Brookhaven Police Department has launched a drone program that’s first-of-its-kind in Georgia and the entire Southeast.

The Drone as First Responders, or DFR, program uses drones to survey and give real-time video of a location, stated officials. Brookhaven Police Chief Gary Yandura said the program, which began in November, is unique because drones will be dispatched during every 911 call in the city.

“This allows our officers to have real-time information before they arrive on scene,” said Yandura.

According to Lt. Abrem Ayana, the process of building the DFR program specifically for Brookhaven police involved conversations with local neighborhood associations, DeKalb District Attorney Sherry Boston, and ACLU of Georgia. “We want people to feel safe and secure but not feel like the government is maintaining and keeping video files of their movements,” he said.

Policies for the DFR program include that the drones will only be dispatched to 911 calls and not used for patrol; police will not use drones to target a person based solely on individual characteristics such as race, origin, disability, gender, or sexual orientation; police will not use drones to harass or intimidate any individual or group; and the drones will not be used to conduct personal business of any kind.

Videos captured by the drones will be purged after 30 days if they did not record a criminal incident, stated officials.

Ayana said 16 police officers in Brookhaven are licensed the operate the unmanned aircrafts.

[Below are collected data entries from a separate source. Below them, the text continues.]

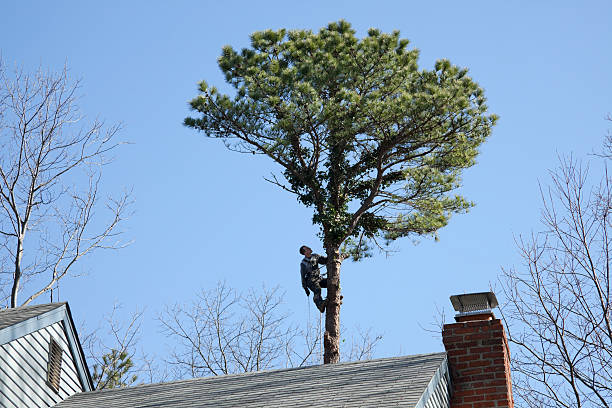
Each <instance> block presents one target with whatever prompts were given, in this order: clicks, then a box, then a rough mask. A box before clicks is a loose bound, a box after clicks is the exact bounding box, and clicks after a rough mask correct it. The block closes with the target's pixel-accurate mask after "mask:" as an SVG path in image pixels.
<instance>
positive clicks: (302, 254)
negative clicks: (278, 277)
mask: <svg viewBox="0 0 612 408" xmlns="http://www.w3.org/2000/svg"><path fill="white" fill-rule="evenodd" d="M300 254H302V255H304V259H302V262H301V263H300V275H301V276H302V287H303V288H304V291H305V292H306V296H310V291H311V290H312V300H313V301H314V303H315V305H316V306H317V309H319V311H320V312H321V313H323V312H324V311H325V306H326V305H327V299H325V300H323V298H322V297H321V288H327V278H322V277H321V273H320V270H319V265H325V264H327V258H326V257H324V256H321V255H319V254H313V253H312V249H310V248H309V247H307V246H306V245H302V246H301V247H300Z"/></svg>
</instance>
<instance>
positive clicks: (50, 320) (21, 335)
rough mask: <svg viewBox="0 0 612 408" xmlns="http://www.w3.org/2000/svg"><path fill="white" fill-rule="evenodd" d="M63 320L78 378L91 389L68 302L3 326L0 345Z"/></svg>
mask: <svg viewBox="0 0 612 408" xmlns="http://www.w3.org/2000/svg"><path fill="white" fill-rule="evenodd" d="M58 322H63V324H64V332H65V334H66V339H67V340H68V345H69V347H70V352H71V353H72V355H73V357H74V362H75V366H76V369H77V372H78V374H79V380H80V381H81V385H82V386H83V390H84V391H93V390H94V388H93V381H92V379H91V374H90V373H89V367H88V366H87V361H86V359H85V354H84V353H83V348H82V347H81V343H80V341H79V336H78V334H77V331H76V329H75V326H74V321H73V320H72V314H71V313H70V306H68V302H61V303H57V307H56V308H54V309H51V310H49V311H47V312H44V313H41V314H39V315H35V316H32V317H30V318H29V319H26V320H24V321H22V322H19V323H15V324H14V325H12V326H8V327H5V328H4V329H1V330H0V345H2V344H6V343H9V342H11V341H13V340H16V339H18V338H20V337H23V336H25V335H28V334H30V333H33V332H35V331H37V330H40V329H42V328H44V327H48V326H51V325H53V324H55V323H58Z"/></svg>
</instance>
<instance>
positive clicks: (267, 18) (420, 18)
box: [0, 1, 612, 356]
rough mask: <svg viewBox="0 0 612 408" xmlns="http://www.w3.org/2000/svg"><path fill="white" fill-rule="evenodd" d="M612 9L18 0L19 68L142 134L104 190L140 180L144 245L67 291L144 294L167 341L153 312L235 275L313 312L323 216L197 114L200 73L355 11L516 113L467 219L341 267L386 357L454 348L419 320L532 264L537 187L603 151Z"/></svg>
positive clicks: (109, 262) (335, 4)
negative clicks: (442, 348)
mask: <svg viewBox="0 0 612 408" xmlns="http://www.w3.org/2000/svg"><path fill="white" fill-rule="evenodd" d="M611 12H612V4H611V3H610V2H606V1H599V2H598V1H592V2H570V1H554V2H553V1H540V2H533V1H515V2H487V1H472V2H456V1H453V2H451V1H443V2H409V1H393V2H392V1H389V2H380V3H376V2H372V1H369V2H363V1H335V2H327V1H310V2H302V3H297V2H287V1H285V2H280V1H268V2H205V1H200V2H198V1H175V2H160V1H130V2H126V1H123V2H119V1H106V2H95V3H94V2H82V1H78V2H77V1H54V2H43V1H38V2H34V1H20V2H2V4H1V5H0V14H1V15H2V17H3V18H2V20H3V23H2V24H1V25H0V39H1V40H0V52H1V54H2V57H3V59H4V61H5V63H8V64H9V65H12V64H20V65H22V66H23V67H24V68H25V69H26V70H35V69H36V68H37V67H38V66H42V67H46V68H51V69H55V70H58V69H60V68H61V67H62V66H63V65H64V63H66V64H67V65H68V66H69V68H70V72H71V74H72V75H73V76H74V77H77V78H82V80H83V82H82V85H83V86H82V94H83V98H82V100H81V107H82V108H83V111H84V112H85V113H86V114H87V115H88V117H89V118H90V119H93V118H95V117H99V118H101V119H104V120H106V121H107V122H108V123H115V122H121V123H122V124H123V130H122V132H121V134H120V135H119V137H120V139H122V140H125V141H129V142H130V143H131V144H129V145H126V146H123V147H122V148H121V149H120V150H118V151H117V153H116V159H115V161H114V162H113V164H112V165H110V166H108V167H107V169H106V171H105V174H104V188H105V190H106V191H108V192H117V193H119V192H120V191H121V190H122V189H123V188H133V191H134V200H135V202H134V206H133V210H134V215H133V216H132V217H131V218H130V219H129V221H127V223H126V224H125V229H126V237H127V238H129V239H132V240H133V241H134V243H133V244H132V245H131V246H130V247H128V248H126V249H124V250H122V251H119V252H108V253H97V254H96V255H95V256H93V257H91V258H90V259H88V260H86V261H85V262H84V263H82V264H81V269H80V271H83V272H87V273H88V275H87V276H85V277H81V278H78V279H73V280H70V281H66V282H65V283H64V285H63V286H62V292H61V296H62V300H68V301H69V302H70V305H71V308H72V310H73V313H74V315H75V318H76V319H77V320H78V321H87V324H88V325H89V326H94V325H95V324H97V322H98V321H99V320H100V319H101V317H102V315H103V314H105V313H107V312H109V311H110V310H111V308H112V304H113V303H114V302H115V301H118V302H120V303H122V304H124V305H125V309H124V310H126V311H129V310H133V309H135V308H136V307H146V319H147V320H146V322H145V325H144V333H143V334H144V335H143V338H144V340H143V345H144V346H145V347H148V348H150V349H151V350H162V348H163V344H164V342H165V339H164V338H163V337H162V336H161V335H160V334H159V333H158V330H157V326H156V324H155V322H154V321H153V317H154V316H155V315H156V313H157V312H158V311H160V310H161V308H162V306H163V305H164V304H171V303H174V302H177V301H178V302H182V301H189V300H190V299H192V298H193V295H194V293H195V292H196V290H198V288H210V287H212V286H214V284H215V283H216V282H217V281H218V280H220V279H225V280H226V281H227V282H228V284H230V285H232V286H234V287H236V288H238V289H240V288H248V287H250V286H260V285H261V284H262V283H264V284H266V285H267V286H275V285H280V286H281V288H282V289H283V290H284V291H285V292H286V309H287V310H288V311H289V312H290V313H291V314H292V316H293V318H294V319H295V320H296V321H303V320H304V319H306V318H307V315H308V302H307V301H306V298H305V296H304V293H303V291H302V288H301V286H300V282H299V274H298V263H299V261H300V256H299V254H298V253H297V248H298V247H299V246H300V245H301V244H303V243H311V246H312V247H313V248H314V249H315V250H316V251H320V250H321V245H320V243H318V241H317V239H316V233H317V228H315V227H314V226H312V224H311V221H310V220H311V215H312V213H311V211H310V210H309V209H306V208H303V207H301V206H300V205H299V204H298V203H297V201H296V200H295V198H294V197H292V196H290V195H288V193H285V192H284V191H281V190H280V189H278V188H277V187H275V186H273V185H270V184H268V183H266V182H265V181H264V180H263V176H265V175H267V174H269V173H270V171H275V170H278V169H277V168H276V167H275V166H274V165H273V164H272V163H270V162H268V161H267V160H266V159H264V158H260V157H252V156H243V155H240V154H237V153H233V152H229V151H227V150H226V149H225V148H224V147H223V145H222V144H221V143H220V142H219V141H216V140H212V139H207V138H205V137H204V136H203V135H201V134H198V133H196V132H195V131H193V130H190V129H187V128H185V127H183V126H182V120H183V118H184V117H185V116H187V115H189V113H190V112H189V110H188V105H187V102H188V101H189V100H190V99H191V98H193V97H194V96H195V95H196V84H197V82H198V81H200V80H202V79H205V80H206V81H207V82H208V83H209V84H212V85H216V86H218V87H219V88H221V89H223V90H228V87H227V86H226V85H225V84H224V82H223V77H222V75H221V73H220V71H219V69H218V67H217V65H216V59H217V57H218V56H219V54H220V51H221V47H222V46H223V45H226V44H230V45H232V46H233V47H234V48H241V47H244V46H247V45H248V40H249V34H251V33H252V32H254V31H258V30H263V29H268V28H272V29H277V28H283V27H284V28H290V29H293V28H307V29H313V30H318V29H319V28H320V27H322V26H324V25H326V24H327V23H329V22H331V21H336V20H339V19H346V20H348V21H349V22H351V23H352V24H353V26H354V28H355V29H356V30H357V32H358V35H360V36H363V35H364V33H366V31H367V29H368V28H369V27H377V28H380V29H381V30H383V31H391V30H395V29H398V30H400V31H401V35H402V37H404V38H408V39H409V40H410V41H411V46H412V47H416V48H419V49H420V50H421V58H420V65H421V66H422V67H426V68H431V67H432V65H433V63H434V61H435V60H436V59H438V58H448V59H450V60H451V62H453V63H454V64H457V65H460V66H464V67H467V68H469V70H470V75H471V76H472V77H473V78H474V79H475V80H476V81H477V82H479V83H480V85H481V86H482V87H483V88H484V89H485V94H486V96H487V97H488V101H489V103H488V105H489V107H490V111H491V112H493V113H496V114H498V115H499V116H500V120H499V122H498V125H497V126H496V127H495V129H494V131H493V134H492V136H491V137H490V139H489V141H488V142H487V143H486V144H485V145H484V146H483V147H482V149H481V154H480V155H479V157H478V164H477V165H476V166H474V167H473V168H471V169H469V170H468V171H466V172H465V173H464V187H463V189H462V191H463V193H464V194H465V195H466V197H467V198H468V199H470V200H473V201H474V202H475V203H476V207H475V208H474V209H473V210H472V211H471V212H470V213H468V214H467V215H458V216H456V217H454V218H453V219H452V220H451V223H450V225H449V226H448V227H446V228H444V229H443V230H441V231H440V234H439V236H440V241H439V242H434V241H432V240H428V239H425V240H422V241H420V242H419V243H417V244H415V243H413V242H412V241H410V240H409V239H405V240H403V241H398V242H397V243H396V247H397V248H398V249H399V250H400V251H399V252H398V253H397V254H395V255H393V256H392V257H390V258H386V257H385V256H383V255H379V256H375V257H374V258H371V259H368V260H366V261H364V262H361V263H358V264H355V263H351V262H348V261H347V262H346V263H345V264H344V267H343V272H342V288H343V293H344V304H343V309H342V315H341V318H342V322H343V325H345V326H346V327H348V328H351V327H354V326H355V325H360V326H361V327H372V328H373V330H374V331H376V332H379V333H382V334H383V336H384V338H383V341H382V343H381V345H380V346H379V347H378V350H377V355H378V356H390V355H397V354H398V353H402V354H413V353H420V352H431V351H439V350H441V349H442V345H441V344H440V342H439V340H438V339H436V338H434V337H432V336H431V334H430V333H428V332H426V331H424V330H423V329H422V328H421V326H428V325H429V324H430V323H432V322H433V320H434V319H433V316H434V315H435V313H436V305H437V306H438V307H443V308H445V309H446V310H447V314H449V315H452V313H451V309H450V302H449V300H448V297H449V296H450V295H452V294H456V293H462V292H474V291H481V290H487V289H488V288H489V285H490V284H494V283H495V281H496V280H497V278H498V275H499V273H500V270H501V268H502V267H511V266H513V265H514V266H517V267H519V266H520V259H519V258H518V254H517V251H516V247H515V244H514V238H515V237H516V236H518V235H519V234H529V233H530V232H531V231H532V230H537V229H538V228H539V225H538V218H539V211H540V210H539V209H540V198H539V189H538V182H541V183H543V184H546V183H547V181H548V170H549V169H551V168H554V167H555V166H556V164H557V156H558V155H559V154H568V153H573V154H574V155H575V156H576V157H585V156H586V155H587V154H588V153H590V152H592V151H593V150H597V149H598V148H600V146H601V142H602V138H603V136H604V134H605V133H606V130H607V129H608V128H609V127H610V123H609V122H606V121H605V120H604V117H605V115H606V114H607V113H609V112H610V111H611V110H612V100H611V99H612V76H611V75H610V67H611V66H612V53H611V52H610V51H611V49H610V44H612V28H611V26H610V21H609V20H610V16H611V15H612V13H611ZM310 307H311V312H313V309H312V306H310ZM160 352H161V351H160Z"/></svg>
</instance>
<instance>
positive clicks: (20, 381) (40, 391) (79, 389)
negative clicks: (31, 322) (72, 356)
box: [0, 321, 83, 408]
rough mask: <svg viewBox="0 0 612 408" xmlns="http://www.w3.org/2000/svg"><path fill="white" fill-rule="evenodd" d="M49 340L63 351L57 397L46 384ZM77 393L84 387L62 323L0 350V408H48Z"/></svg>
mask: <svg viewBox="0 0 612 408" xmlns="http://www.w3.org/2000/svg"><path fill="white" fill-rule="evenodd" d="M51 337H53V338H54V339H55V340H56V341H57V342H58V343H59V345H60V346H61V347H62V370H61V377H60V386H59V391H58V392H57V393H56V392H55V391H53V390H52V389H51V388H50V387H49V386H48V385H47V384H46V380H47V360H48V353H49V343H50V339H51ZM80 391H83V387H82V385H81V382H80V380H79V376H78V374H77V370H76V366H75V362H74V360H73V357H72V353H71V352H70V349H69V346H68V341H67V338H66V333H65V331H64V326H63V322H61V321H59V322H57V323H54V324H52V325H50V326H47V327H44V328H42V329H40V330H37V331H35V332H32V333H29V334H27V335H25V336H22V337H19V338H18V339H15V340H13V341H10V342H8V343H6V344H3V345H1V346H0V408H13V407H50V406H53V405H55V404H57V403H58V402H60V401H62V400H64V399H66V398H68V397H69V396H71V395H73V394H75V393H77V392H80Z"/></svg>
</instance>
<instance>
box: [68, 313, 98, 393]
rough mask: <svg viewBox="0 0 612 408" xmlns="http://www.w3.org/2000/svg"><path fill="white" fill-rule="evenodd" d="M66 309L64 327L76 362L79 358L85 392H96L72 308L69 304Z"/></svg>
mask: <svg viewBox="0 0 612 408" xmlns="http://www.w3.org/2000/svg"><path fill="white" fill-rule="evenodd" d="M65 307H66V316H67V317H68V318H67V319H64V327H65V330H66V337H68V339H69V342H70V343H71V344H70V347H71V348H72V349H73V350H72V354H74V356H75V360H76V359H77V358H78V360H79V364H77V368H78V369H79V376H80V377H82V379H81V382H82V383H83V388H85V391H94V386H93V380H92V379H91V373H90V372H89V367H88V366H87V359H86V358H85V353H84V352H83V347H82V346H81V341H80V340H79V334H78V332H77V331H76V328H75V326H74V320H72V313H71V312H70V306H69V305H68V302H66V304H65Z"/></svg>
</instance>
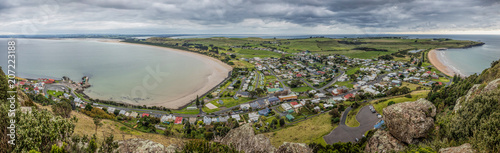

At a recent drone demonstration held by Brookhaven police for the public, Councilwoman Linley Jones called the new program “forward-thinking when it comes to public safety.”

“Having these drones as first responders on the scene will enable our officers to know exactly what’s going on at a location before they arrive,” she said. “These drones are battery-powered, leave no carbon footprint at all, and they lead officers to the scene to let them know what’s going on and give them intel and information about what they’re about to encounter before they arrive. This is a wonderful tool for community safety and the safety of our officers.”